We’ve obviously been following the issue fairly closely over the years and it’s been pretty clear to us that this was the case. One of the clearest examples was with the City Centre Future Access Study where Ministry officials were involved in and supportive of the process only for that to change as it emerged that the CRL was the best option.
I’m sure this definitely won’t be the first and won’t be the last time this happens under governments from all sides and it’s hardly unsurprising that it happens. If your ultimate boss – the minister – only wants to to hear one side of the story, not providing that view point could cost you your career. It does make you wonder just what the advice would have been had there not been the political view on the project had of been more neutral.
While on the topic of the CRL, AT have released a new video about the project featuring Jerome Kaino. The messaging about the project is clearly shifting now that construction is getting under way with AT able to focus more on the fact it is happening rather than trying to justify the project.
I also noticed there were a few new images about the project on AT’s website including this one of what the platforms at the Karangahape Rd station may look like.
That goes with this one from late last year showing what the Aotea Station platforms would look like – it looks like the guy in the red checked shirt is a regular user of both.
These images how the ground floor level of Britomart will look are also new and show that the raised platform in the middle will go which will make it much easier for people accessing the station. You can also just make out that the gates are moved to this area which is something we’d that had been indicated before.

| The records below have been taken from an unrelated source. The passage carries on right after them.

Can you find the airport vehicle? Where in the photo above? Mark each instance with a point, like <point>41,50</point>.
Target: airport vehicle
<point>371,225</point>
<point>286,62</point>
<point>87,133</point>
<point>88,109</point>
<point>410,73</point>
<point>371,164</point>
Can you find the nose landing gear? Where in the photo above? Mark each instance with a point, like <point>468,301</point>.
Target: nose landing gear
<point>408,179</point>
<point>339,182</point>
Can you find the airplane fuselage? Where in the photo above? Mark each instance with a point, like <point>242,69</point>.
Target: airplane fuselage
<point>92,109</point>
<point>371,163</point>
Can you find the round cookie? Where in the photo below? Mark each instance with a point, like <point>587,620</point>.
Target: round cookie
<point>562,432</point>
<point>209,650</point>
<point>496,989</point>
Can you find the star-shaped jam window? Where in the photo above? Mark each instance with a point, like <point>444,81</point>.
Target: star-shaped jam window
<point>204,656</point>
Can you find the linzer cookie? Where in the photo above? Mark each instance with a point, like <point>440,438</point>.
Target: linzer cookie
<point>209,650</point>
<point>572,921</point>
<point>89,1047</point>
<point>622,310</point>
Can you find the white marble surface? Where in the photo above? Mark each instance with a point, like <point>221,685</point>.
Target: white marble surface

Our red checked shirt guy also likes Britomart too.
Lastly in an update a few weeks ago, AT say the contractors working on shifting services before construction starts came across some of the old tram tracks.
Working through layers of power and telecommunications services, they came across an unexpected piece of Auckland’s transport history: a section of the city’s old tramway network in Victoria St West that connected back to Customs St.
“These services are always very dense at the corners of intersections where most are located, so you can never be certain what you’ll ﬁnd underground,” says Mark Anderson, utilities engineer with the Connectus Consortium, undertaking the work.
“Even though we used ground penetrating radar and searched through the city’s service records, we didn’t expect to uncover the old tramway network.
I wonder how much of the old network they’ll discover when they start digging up streets to build the light rail network in a few year’s time.